The government’s recent attempt at auctioning telecom spectrum has met with a sorry fate, fetching far less money than it had expected. However, after the failure, it seems that the government (some parts of it, anyhow) are actually pleased that the auction had failed because apparently, this has proven the CAG, the TRAI and the Supreme Court wrong. The opposition is also pleased because something the government was doing has failed. The media is pleased because they could now say ‘I told you so’ and frankly, any failure is more newsworthy than a success. The telecom companies are pleased because this should eventually mean cheaper spectrum and also because of the same ‘I told you so’ affect. All in all, the failure of the auction seems to have been a source of considerable pleasure to everyone concerned.
However, for equity investors, this latest news is yet more evidence of the deep problems that have afflicted so many sectors in the last few years, and how government interaction of on sort or the other is the source of such problems. Think back to the equity-investing scenario as it was in the mid-noughties. The most exciting businesses were the ones that would build things something that a huge number of Indians—individuals and business—would use every day. It seemed self-evident that telecom networks, roads, power plants and networks and other large pieces of infrastructure were business with near-limitless potential for growth. There were other businesses like airlines that seemed poised to tap a huge amount of unmet demand. Clearly, these were the ones that investors should concentrate on.
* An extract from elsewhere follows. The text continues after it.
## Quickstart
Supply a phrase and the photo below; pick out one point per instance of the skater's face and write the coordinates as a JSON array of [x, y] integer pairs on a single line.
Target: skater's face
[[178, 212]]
And they did. In IPOs as well as secondary markets, these were the businesses that got investors’ attention and money. Now, just a few years later, the whole thing is in a shambles and what has been going on with spectrum allocation is a perfect symbol of it. No investor is willing to touch Indian telecom network operators and with good reason. The sector has been hit with highly unstable policy, seemingly driven alternately by the needs of crony capitalism and revenue generation. At some point, it reached the culmination of these trends, with a large number of unhappy cronies out of whom the government is trying to extract a large amount of spectrum licensing revenue.
In fact, in the context of spectrum, calling this a license fee is just a fig-leaf or a euphemism. This is actually a fifteen-year advance tax on using phone and data services. In the final analysis, every paisa of the license fee will have to be paid by the ordinary phone-using Indian and to pretend otherwise is delusional. The license fee structure is yet another way for the government to fund current expenses out of borrowings against future economic activity. The only difference is that the debt will show up in the balance sheets of the telecom companies and its principal and interest will have to be repaid by people as part of their phone bills.
There are rough analogues of such issues in practically all the problem sectors in which equity investors have had a bad time. A deep sea of debt and unviable products and services don’t make for a bright future as investment-worthy businesses. Underlying many of these problem businesses is yet another potentially big problem—that of public sector banks. Whether its power companies or airlines or telecom, these banks could well prove to be the sting in the tail of this entire mess.
For equity investors, the moral of the last five years’ story is clear—stay clear of the government. This is amply borne out by the way the composition of the Sensex has changed. At the end of 2007, these ‘government-sensitive’ sectors added up to 50 per cent of the Sensex. Today, they are down to 32 per cent. A business could be buying from the government, or selling to it. It could need the government’s permission to do business, or to get at its raw materials. The price of its products or its inputs could be controlled by the government. No such business can provide the visibility that an investor needs over a few years. Maybe this will improve in the future, but for the time being, the sensible investor has to come to the inevitable conclusion.